The parish church of Blackpool Saint John the Evangelist, or St John's Blackpool, is an Anglican church in Blackpool, Lancashire, England. It was completed in 1878 and is a Grade II listed building. A church was built on the site in 1821 and was replaced by the current building to accommodate a larger congregation. The church was designed by Garlick, Park and Sykes in the Early English style and has been restored and renovated in 1986 and from 2000 to 2006. St John's is known as the parish church of Blackpool, and is an active parish church in the Diocese of Blackburn which is within the ecclesiastical province of York. It is in the Archdeaconry of Lancaster and the Deanery of Blackpool.

== History and architecture ==
Until the early 19th century, there was no parish church in Blackpool and All Hallows Church at nearby Bispham was used for Blackpool's baptisms, marriages and burials. A church was built on the present site of the St John's in 1821. It was dedicated to John the Evangelist and consecrated on 6 July 1821 by George Henry Law, the Bishop of Chester. The church was enlarged in 1832 and 1847; a chancel was added in 1851. St John's became a parish in 1860. In Porter's Guide to Blackpool, Fleetwood, Lytham, etc. of 1871, the church was described as "a plain brick edifice, with a low embattled tower, and destitute of any architectural beauty". The churchyard was closed to burials in 1873, when Layton Cemetery was completed, about 1.5 mi away.

To cope with a growing congregation, it was decided to replace the church with a larger building. The smaller church of 1821 was demolished in 1877 and building of the new church commenced immediately. The foundation stone was laid by Blackpool's first mayor, Dr William Cocker, who had donated £1000 towards the cost of the construction. The building was completed in 1878. The new church was consecrated on 25 June 1878 by James Fraser, the Bishop of Manchester. The present church was built in 1878 to a design by Garlick, Park and Sykes. It is constructed in the Early English style from yellow stone, with slate roofs and ashlar interiors. The tower is at the south west of the building and has four stages and angled buttresses which are topped with pinnacles and finials. On each wall of the tower are two tall Belfry louvres. St John's has a nave with low aisles, tall transepts and an apsidal chancel. The nave has cylindrical columns with circular caps. The chancel has a Gothic style screen and wooden panelling.

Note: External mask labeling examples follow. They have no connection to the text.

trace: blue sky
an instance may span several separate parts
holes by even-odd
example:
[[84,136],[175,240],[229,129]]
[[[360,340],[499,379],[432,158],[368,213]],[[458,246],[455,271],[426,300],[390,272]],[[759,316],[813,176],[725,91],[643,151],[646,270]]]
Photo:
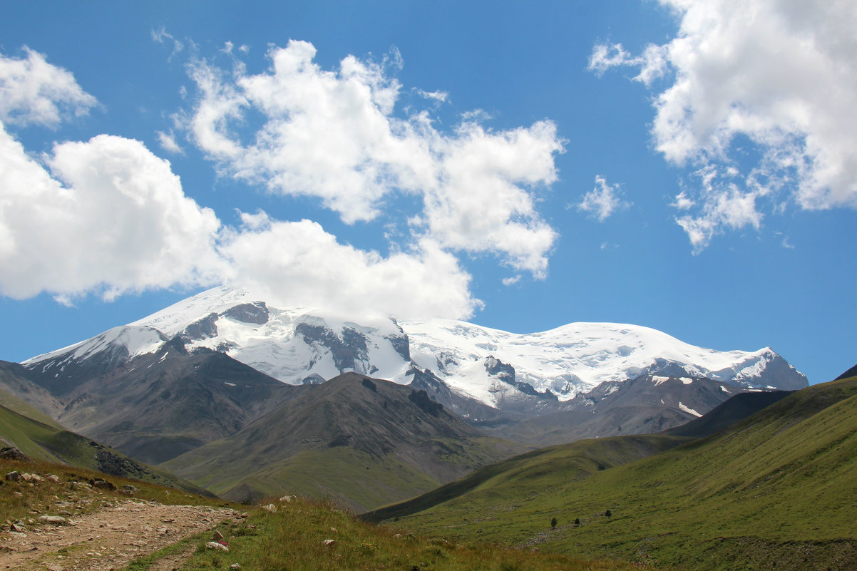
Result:
[[7,7],[0,359],[227,283],[854,364],[848,3],[277,3]]

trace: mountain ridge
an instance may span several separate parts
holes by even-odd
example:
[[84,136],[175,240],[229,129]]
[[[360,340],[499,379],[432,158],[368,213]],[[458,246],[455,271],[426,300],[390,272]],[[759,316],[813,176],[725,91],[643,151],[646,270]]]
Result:
[[[505,409],[543,407],[547,397],[564,403],[602,382],[645,374],[704,376],[746,388],[807,386],[806,376],[768,347],[716,352],[649,328],[613,323],[570,323],[526,334],[440,319],[361,325],[278,309],[224,287],[23,364],[52,374],[48,383],[62,391],[63,379],[76,370],[116,366],[168,343],[225,352],[293,385],[350,370],[409,384],[419,370],[460,396]],[[92,359],[96,355],[102,357]]]

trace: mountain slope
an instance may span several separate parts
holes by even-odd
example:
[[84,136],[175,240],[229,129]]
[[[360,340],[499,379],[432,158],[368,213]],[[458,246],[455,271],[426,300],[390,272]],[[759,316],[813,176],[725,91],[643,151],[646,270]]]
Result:
[[300,492],[365,510],[520,450],[425,392],[349,373],[162,466],[227,499]]
[[556,402],[602,382],[644,374],[746,388],[806,386],[806,377],[770,348],[716,352],[638,326],[571,323],[516,334],[453,320],[358,324],[324,311],[275,308],[246,291],[223,287],[24,364],[41,376],[43,386],[63,394],[83,377],[169,343],[225,352],[294,385],[348,371],[408,384],[422,371],[460,397],[530,416],[555,411]]
[[69,429],[159,464],[234,434],[301,391],[227,355],[168,345],[63,396]]
[[195,494],[208,495],[201,488],[163,470],[137,462],[88,438],[51,424],[39,422],[2,405],[0,441],[17,448],[33,460],[96,470],[111,476],[131,478],[180,488]]
[[[536,458],[525,482],[498,474],[404,523],[688,569],[857,566],[855,377],[798,391],[712,436],[583,480],[553,464]],[[552,517],[560,521],[553,531]]]
[[643,375],[622,382],[602,382],[565,403],[562,411],[486,431],[538,446],[655,434],[696,420],[745,390],[752,389],[705,377]]

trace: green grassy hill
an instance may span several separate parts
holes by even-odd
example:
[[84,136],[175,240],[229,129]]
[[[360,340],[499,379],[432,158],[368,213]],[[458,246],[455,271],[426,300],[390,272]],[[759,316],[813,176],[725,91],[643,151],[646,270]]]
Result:
[[[14,402],[2,391],[0,400],[3,402]],[[39,416],[38,413],[34,414]],[[180,488],[193,493],[208,494],[190,482],[131,460],[96,442],[69,432],[53,421],[36,420],[2,405],[0,442],[5,443],[3,446],[17,448],[36,461],[64,464],[112,476]]]
[[359,512],[524,449],[485,437],[425,392],[346,373],[160,466],[231,501],[301,493]]
[[513,459],[460,496],[387,513],[421,532],[686,569],[857,568],[857,377],[582,478],[560,460],[596,442]]
[[[86,482],[105,478],[116,488],[130,484],[139,489],[135,499],[157,500],[163,504],[230,506],[222,501],[171,490],[152,484],[117,477],[104,477],[99,472],[45,462],[22,463],[0,460],[0,473],[13,470],[38,473],[43,477],[57,476],[57,482],[45,478],[30,484],[23,481],[3,482],[0,484],[0,520],[27,520],[33,517],[33,506],[56,505],[57,497],[72,505],[67,506],[75,520],[107,505],[116,506],[127,501],[128,496],[118,490],[70,487],[71,482]],[[372,526],[358,520],[332,503],[297,498],[290,502],[266,500],[276,504],[276,511],[260,507],[230,507],[246,511],[246,517],[226,520],[217,530],[229,544],[228,551],[213,551],[205,547],[212,539],[212,532],[192,536],[170,544],[154,553],[141,556],[121,571],[152,569],[228,569],[238,564],[243,569],[258,571],[339,571],[342,569],[402,569],[411,571],[627,571],[626,563],[610,560],[584,560],[530,550],[503,549],[482,543],[457,544],[443,538],[427,538],[410,533],[405,528]],[[105,525],[112,525],[108,515]],[[0,528],[0,539],[6,537],[9,526]],[[153,533],[158,532],[153,531]],[[333,543],[326,544],[326,540]],[[131,541],[129,538],[129,541]],[[146,541],[145,538],[135,538]],[[78,554],[92,548],[81,539],[76,545],[57,544],[53,549],[62,554],[75,550]],[[61,547],[62,546],[62,547]],[[43,554],[48,555],[48,550]],[[181,562],[165,562],[167,556],[187,553]],[[100,554],[89,553],[93,563],[104,563]],[[62,562],[62,560],[57,560]],[[69,561],[69,560],[65,560]],[[165,566],[169,563],[169,566]],[[62,562],[66,568],[67,563]],[[27,568],[45,568],[33,564]],[[84,568],[75,567],[75,568]],[[656,571],[654,567],[643,569]]]

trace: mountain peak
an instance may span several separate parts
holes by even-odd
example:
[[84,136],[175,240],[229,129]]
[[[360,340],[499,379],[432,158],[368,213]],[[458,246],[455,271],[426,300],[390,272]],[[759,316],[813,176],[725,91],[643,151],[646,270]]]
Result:
[[567,401],[602,382],[644,374],[706,377],[745,388],[807,384],[770,347],[719,352],[622,323],[576,322],[524,334],[450,319],[358,323],[306,308],[278,307],[248,290],[227,287],[24,364],[57,371],[60,379],[65,368],[94,355],[109,354],[116,364],[177,339],[172,342],[187,351],[225,352],[293,385],[348,372],[409,384],[418,370],[453,393],[493,407],[535,406],[539,395]]

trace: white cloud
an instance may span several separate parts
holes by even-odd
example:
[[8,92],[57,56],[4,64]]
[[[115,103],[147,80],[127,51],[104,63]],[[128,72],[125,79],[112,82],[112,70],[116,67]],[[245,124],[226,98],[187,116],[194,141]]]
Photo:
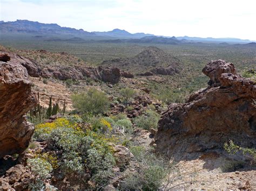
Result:
[[28,19],[89,31],[256,40],[256,1],[0,0],[0,19]]

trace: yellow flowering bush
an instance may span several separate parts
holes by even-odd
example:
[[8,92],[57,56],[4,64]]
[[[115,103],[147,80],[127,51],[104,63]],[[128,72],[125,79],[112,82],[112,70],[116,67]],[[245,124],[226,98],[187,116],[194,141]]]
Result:
[[74,124],[71,124],[68,119],[59,118],[52,123],[42,123],[36,125],[35,131],[42,131],[42,132],[50,133],[53,130],[58,128],[72,128]]

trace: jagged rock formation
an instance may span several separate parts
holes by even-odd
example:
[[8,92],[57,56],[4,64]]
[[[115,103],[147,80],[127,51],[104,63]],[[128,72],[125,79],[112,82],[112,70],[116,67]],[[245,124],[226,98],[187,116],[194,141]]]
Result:
[[[38,52],[47,55],[48,52],[40,50]],[[11,63],[19,63],[26,68],[28,74],[32,77],[42,76],[44,78],[55,77],[60,80],[84,80],[85,77],[90,77],[95,80],[102,80],[106,82],[116,83],[119,82],[121,77],[121,72],[117,67],[93,68],[85,66],[75,66],[74,67],[58,66],[45,67],[39,65],[32,60],[26,59],[14,53],[6,53],[5,51],[0,51],[0,60],[6,62],[10,60],[10,54]],[[66,54],[61,53],[62,54]],[[9,56],[9,57],[8,57]],[[8,60],[9,59],[9,60]],[[133,75],[128,72],[124,72],[124,77],[133,77]]]
[[176,159],[190,159],[202,152],[221,152],[229,140],[255,147],[256,83],[234,74],[233,63],[220,60],[203,71],[211,86],[184,104],[169,105],[159,122],[157,150]]
[[3,62],[7,62],[10,61],[10,58],[8,54],[0,54],[0,61]]
[[24,116],[37,103],[28,76],[21,65],[0,61],[0,158],[22,152],[33,134]]

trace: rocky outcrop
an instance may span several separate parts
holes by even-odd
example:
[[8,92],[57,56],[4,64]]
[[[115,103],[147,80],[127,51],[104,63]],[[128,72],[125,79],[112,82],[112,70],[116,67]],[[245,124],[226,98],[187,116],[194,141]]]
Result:
[[133,78],[134,76],[130,72],[122,72],[121,73],[121,75],[122,77],[126,78]]
[[173,63],[172,65],[170,65],[167,67],[158,67],[154,68],[151,69],[150,71],[139,74],[139,75],[144,76],[150,76],[155,74],[172,75],[176,73],[179,73],[179,69],[178,68],[178,64]]
[[21,164],[16,165],[6,171],[4,176],[0,177],[0,190],[27,190],[32,178],[33,175],[27,168]]
[[34,131],[25,114],[37,103],[25,67],[12,60],[0,61],[0,158],[20,153]]
[[219,79],[223,73],[236,74],[233,63],[221,60],[211,61],[203,69],[202,72],[210,78],[208,82],[210,86],[214,83],[219,86]]
[[150,72],[155,74],[172,75],[179,72],[179,69],[177,67],[173,67],[173,65],[174,64],[173,63],[172,66],[169,66],[166,68],[157,67],[151,69]]
[[211,86],[192,94],[185,103],[169,106],[159,122],[157,150],[187,159],[203,152],[221,152],[229,140],[255,147],[255,83],[234,74],[233,63],[220,60],[203,71]]
[[6,53],[0,54],[0,61],[7,62],[8,61],[10,61],[10,57],[8,54],[6,54]]
[[[44,50],[41,52],[46,52]],[[64,53],[63,53],[64,54]],[[10,57],[11,59],[10,60]],[[42,76],[44,78],[55,77],[60,80],[84,80],[85,77],[90,77],[95,80],[102,80],[111,83],[118,83],[121,77],[121,72],[118,68],[101,67],[98,68],[84,66],[73,67],[58,66],[44,67],[39,66],[34,61],[29,60],[23,56],[14,53],[6,53],[0,52],[0,60],[9,63],[18,63],[23,66],[28,74],[32,77]],[[124,77],[133,77],[132,74],[129,72],[123,72]]]
[[9,62],[14,64],[19,63],[26,68],[28,73],[32,77],[39,77],[41,68],[37,65],[23,56],[15,53],[9,53],[11,56],[11,60]]
[[117,83],[120,80],[121,73],[117,68],[99,67],[98,70],[100,79],[104,82]]

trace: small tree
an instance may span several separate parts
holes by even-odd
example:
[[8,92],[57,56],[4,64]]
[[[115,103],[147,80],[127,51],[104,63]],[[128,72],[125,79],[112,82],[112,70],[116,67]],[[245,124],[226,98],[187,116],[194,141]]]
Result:
[[84,113],[103,114],[107,111],[110,105],[106,94],[94,88],[89,89],[86,93],[73,95],[71,99],[74,108]]
[[136,91],[132,89],[125,88],[120,91],[120,94],[124,98],[126,103],[129,102],[130,100],[135,95]]

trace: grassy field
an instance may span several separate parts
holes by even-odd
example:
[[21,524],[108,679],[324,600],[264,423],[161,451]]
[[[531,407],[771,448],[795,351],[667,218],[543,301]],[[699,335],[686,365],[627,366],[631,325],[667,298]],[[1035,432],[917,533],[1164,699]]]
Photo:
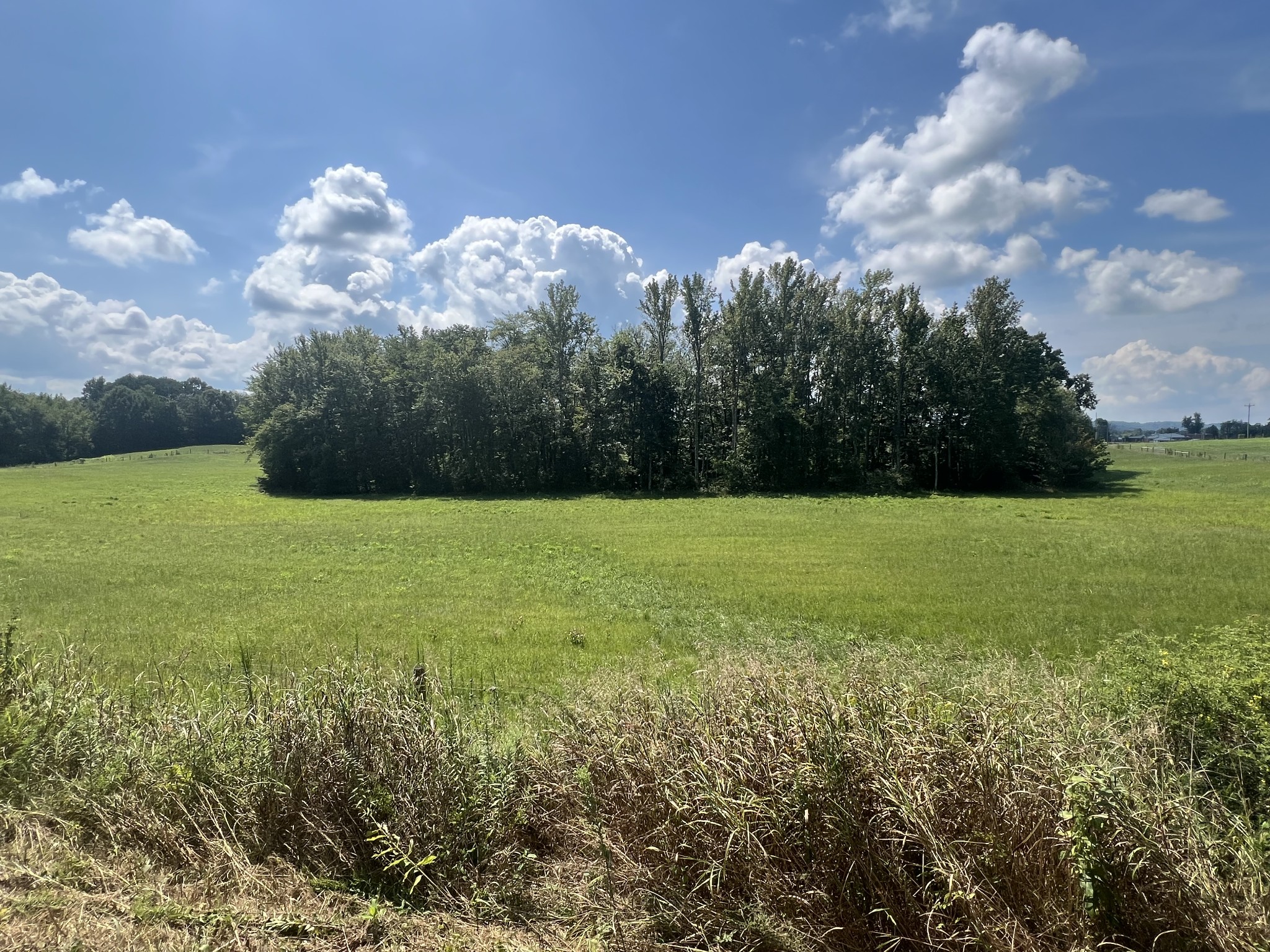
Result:
[[1092,651],[1267,608],[1270,440],[1204,449],[1115,448],[1083,494],[919,498],[271,498],[230,447],[14,468],[0,612],[124,671],[357,649],[508,688],[748,637]]

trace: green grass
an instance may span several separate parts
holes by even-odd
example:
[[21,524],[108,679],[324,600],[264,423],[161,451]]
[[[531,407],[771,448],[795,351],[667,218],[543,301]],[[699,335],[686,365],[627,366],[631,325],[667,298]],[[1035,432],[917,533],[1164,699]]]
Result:
[[4,470],[0,611],[124,671],[357,649],[537,687],[751,636],[1063,655],[1266,609],[1270,440],[1203,448],[1115,448],[1091,493],[919,498],[272,498],[225,447]]

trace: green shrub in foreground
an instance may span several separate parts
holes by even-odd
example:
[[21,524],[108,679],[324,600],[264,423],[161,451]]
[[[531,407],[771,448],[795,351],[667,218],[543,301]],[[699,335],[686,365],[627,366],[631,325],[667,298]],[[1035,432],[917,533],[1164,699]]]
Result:
[[1114,710],[1149,710],[1173,754],[1232,809],[1270,820],[1270,623],[1116,641],[1105,656]]

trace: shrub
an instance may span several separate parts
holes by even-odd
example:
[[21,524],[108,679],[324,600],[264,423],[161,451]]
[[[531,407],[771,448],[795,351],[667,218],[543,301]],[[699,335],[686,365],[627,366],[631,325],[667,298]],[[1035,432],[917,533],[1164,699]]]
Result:
[[1115,710],[1151,711],[1175,757],[1236,811],[1270,820],[1270,623],[1119,638],[1105,652]]

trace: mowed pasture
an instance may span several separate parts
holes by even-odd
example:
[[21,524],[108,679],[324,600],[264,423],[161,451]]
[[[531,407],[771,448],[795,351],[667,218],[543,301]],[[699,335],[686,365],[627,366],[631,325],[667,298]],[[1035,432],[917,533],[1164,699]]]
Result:
[[288,498],[241,447],[11,468],[0,612],[121,674],[359,651],[518,689],[751,638],[1064,656],[1266,609],[1270,440],[1204,448],[1114,448],[1076,494]]

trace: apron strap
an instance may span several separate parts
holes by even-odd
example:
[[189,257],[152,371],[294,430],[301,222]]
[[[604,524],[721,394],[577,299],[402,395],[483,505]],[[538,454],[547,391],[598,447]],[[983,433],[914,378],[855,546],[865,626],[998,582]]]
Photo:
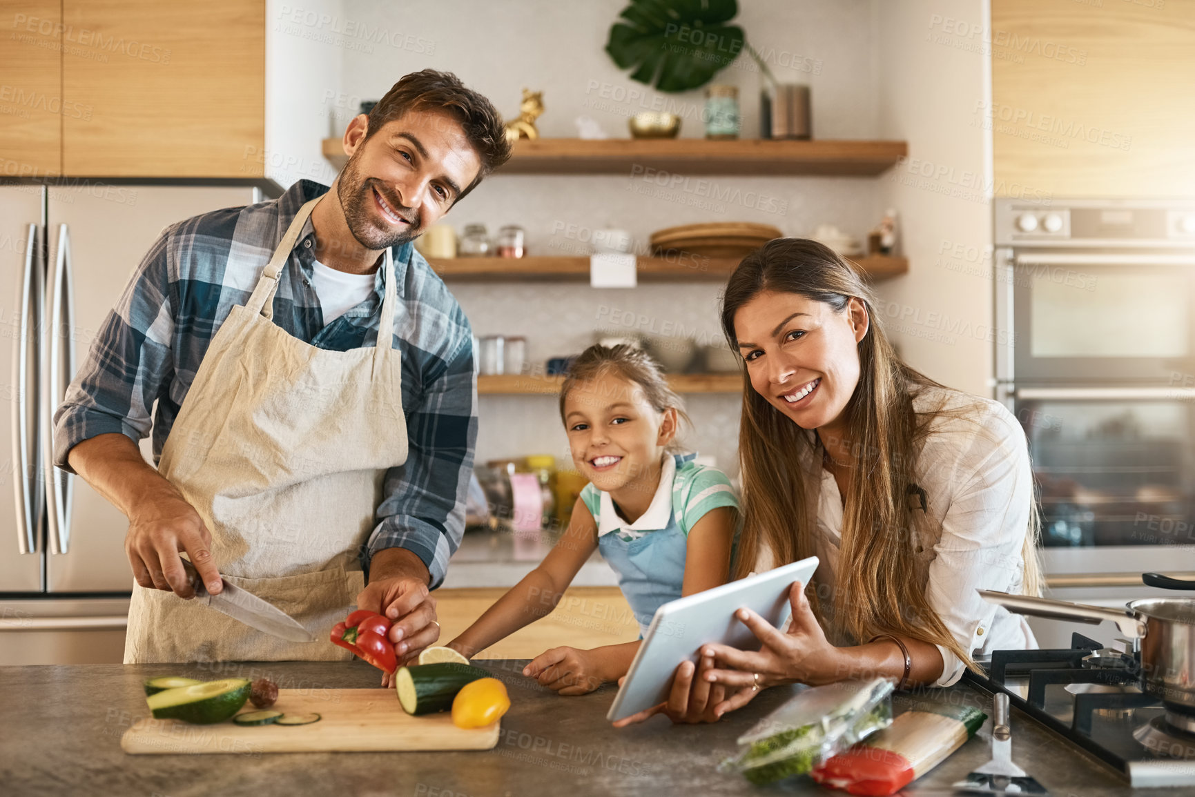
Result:
[[315,204],[324,198],[323,196],[317,196],[311,200],[301,208],[295,217],[290,221],[290,226],[287,227],[287,233],[282,237],[278,243],[278,247],[274,250],[274,255],[270,257],[270,262],[265,264],[265,271],[262,272],[262,278],[257,281],[257,287],[253,288],[253,295],[249,298],[245,302],[251,312],[261,313],[268,320],[274,319],[274,293],[278,289],[278,280],[282,277],[282,266],[287,264],[290,258],[290,252],[295,247],[295,241],[299,240],[299,233],[302,232],[304,225],[307,223],[307,219],[311,216],[311,211],[315,209]]
[[386,269],[386,290],[381,300],[378,342],[374,344],[374,368],[379,368],[394,348],[394,306],[398,305],[398,286],[394,284],[394,252],[388,246],[381,268]]

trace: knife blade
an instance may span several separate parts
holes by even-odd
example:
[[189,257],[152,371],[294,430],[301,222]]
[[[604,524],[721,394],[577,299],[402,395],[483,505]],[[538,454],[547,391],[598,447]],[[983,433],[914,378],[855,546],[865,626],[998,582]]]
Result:
[[293,617],[253,593],[228,583],[223,576],[220,577],[223,589],[219,595],[213,595],[203,586],[203,580],[200,578],[195,565],[183,559],[183,568],[195,588],[195,600],[271,637],[288,642],[315,642],[315,636],[302,627]]

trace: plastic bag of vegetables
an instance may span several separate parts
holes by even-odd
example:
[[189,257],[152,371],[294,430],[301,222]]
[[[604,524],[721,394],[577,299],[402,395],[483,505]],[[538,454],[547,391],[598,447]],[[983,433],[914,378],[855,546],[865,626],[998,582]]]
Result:
[[756,785],[808,774],[893,722],[891,679],[842,681],[801,691],[739,737],[739,755],[718,767]]

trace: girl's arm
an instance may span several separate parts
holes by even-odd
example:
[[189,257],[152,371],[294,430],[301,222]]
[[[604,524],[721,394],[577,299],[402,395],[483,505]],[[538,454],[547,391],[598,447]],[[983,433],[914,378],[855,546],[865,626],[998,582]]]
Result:
[[598,547],[598,525],[581,498],[569,528],[538,568],[523,576],[448,646],[472,657],[525,625],[546,617]]
[[705,513],[688,531],[681,595],[704,593],[729,581],[736,520],[737,511],[733,507],[717,507]]
[[[692,595],[727,583],[735,515],[731,507],[717,507],[705,513],[690,529],[681,595]],[[636,639],[592,650],[552,648],[537,656],[523,674],[560,694],[584,694],[626,675],[641,644],[643,640]]]

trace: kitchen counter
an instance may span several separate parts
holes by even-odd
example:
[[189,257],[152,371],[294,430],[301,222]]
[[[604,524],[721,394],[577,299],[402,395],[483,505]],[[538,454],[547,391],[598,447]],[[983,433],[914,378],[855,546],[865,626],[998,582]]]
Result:
[[[0,668],[0,793],[4,795],[411,795],[412,797],[580,797],[582,795],[761,795],[829,792],[810,780],[756,789],[716,771],[734,740],[791,688],[764,692],[721,723],[672,727],[656,717],[617,730],[605,715],[613,686],[562,698],[520,675],[523,662],[492,661],[511,697],[498,746],[471,753],[292,753],[127,755],[121,734],[147,715],[141,682],[163,674],[198,679],[270,678],[283,688],[372,688],[378,672],[361,662],[215,664],[79,664]],[[978,705],[989,699],[966,685],[926,697]],[[897,700],[902,700],[899,697]],[[897,710],[900,705],[897,703]],[[1052,737],[1017,711],[1013,760],[1059,797],[1171,795],[1133,791],[1103,765]],[[991,721],[955,755],[917,783],[948,793],[949,784],[986,762]],[[1189,791],[1187,793],[1190,793]]]
[[[547,533],[515,539],[513,532],[467,532],[448,563],[441,589],[509,588],[535,569],[553,539]],[[618,587],[618,575],[594,551],[572,580],[574,587]]]

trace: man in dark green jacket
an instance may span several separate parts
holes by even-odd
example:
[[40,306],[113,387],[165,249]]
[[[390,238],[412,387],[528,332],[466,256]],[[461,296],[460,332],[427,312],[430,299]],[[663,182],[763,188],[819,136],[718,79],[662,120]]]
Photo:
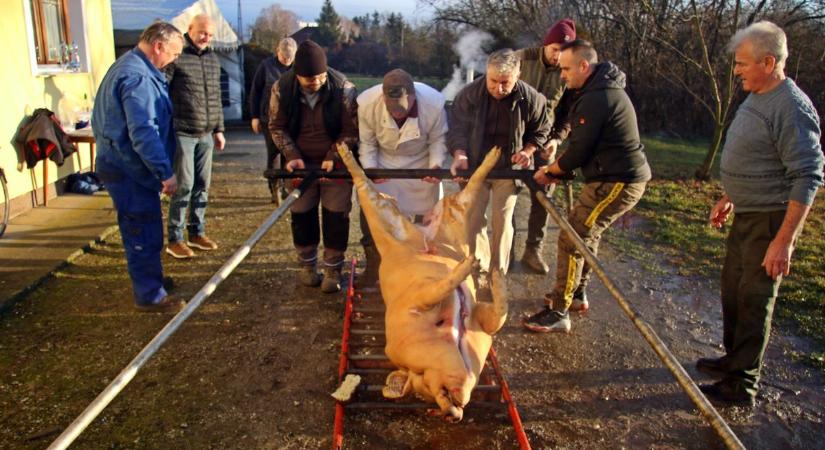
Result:
[[[550,140],[544,148],[536,152],[536,167],[544,166],[556,157],[559,144],[570,130],[564,108],[557,108],[564,94],[564,82],[559,69],[561,46],[576,39],[576,24],[570,19],[562,19],[547,30],[541,47],[525,48],[517,53],[521,59],[521,81],[529,84],[547,98],[547,113],[552,128]],[[533,271],[545,274],[549,271],[542,257],[544,230],[547,227],[547,211],[530,193],[530,217],[527,220],[527,239],[521,263]],[[579,305],[584,303],[579,301]]]
[[[598,63],[593,46],[583,40],[562,46],[562,80],[573,92],[569,113],[569,148],[534,178],[553,183],[581,169],[585,185],[568,221],[596,254],[602,233],[629,211],[644,193],[650,166],[639,140],[636,111],[624,91],[625,74],[610,62]],[[559,236],[556,283],[544,298],[545,308],[526,318],[528,329],[570,332],[568,309],[577,290],[584,290],[590,270],[566,233]]]

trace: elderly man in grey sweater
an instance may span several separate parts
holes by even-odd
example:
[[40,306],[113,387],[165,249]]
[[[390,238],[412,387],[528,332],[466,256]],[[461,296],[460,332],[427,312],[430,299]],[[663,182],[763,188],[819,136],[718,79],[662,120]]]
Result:
[[723,404],[750,406],[770,336],[782,277],[790,273],[796,239],[822,185],[819,116],[784,73],[787,39],[758,22],[731,40],[735,74],[750,95],[740,105],[722,150],[725,193],[710,213],[720,228],[736,209],[722,268],[725,355],[696,368],[719,381],[701,386]]

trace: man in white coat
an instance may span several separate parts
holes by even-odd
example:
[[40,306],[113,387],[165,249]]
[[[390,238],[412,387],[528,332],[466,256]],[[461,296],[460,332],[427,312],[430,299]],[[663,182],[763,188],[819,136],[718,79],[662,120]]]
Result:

St John's was designated a Grade II listed building on 20 October 1983. The Grade II listing—the lowest of the three grades—is for buildings that are "nationally important and of special interest". After 100 years of use, the church was in need of repair and restoration work was carried out in 1986. Further renovation took place between 2000 and 2006 at a cost of £1.6 million. A community and conference centre were built, as well as a dedicated area for the homelessness charity Streetlife. The inside of the church now features a modern, comfortable worship space with several other rooms created around it.

==Present day==
Blackpool Church – St John's launched as an HTB resource church on 17 April 2022 after being added to the HTB Network.

There is a weekly Sunday gathering starting at 11am, with doors open at 10.30am for hot drinks and pastries. The Sunday gathering has worship, prayer and a talk from the Bible and there are groups for children and young people.

There is a public Communion service held at Beacon Church – in partnership with Blackpool Church – on Wednesdays at 11am.

An Alpha course is held three times per year, once per term and is an opportunity to explore questions about faith.

There is also a weekly toddler group at the church for children aged 0–4 on Wednesdays at 9:30am. There are stories, crafts and singing and refreshments for children and parents/carers.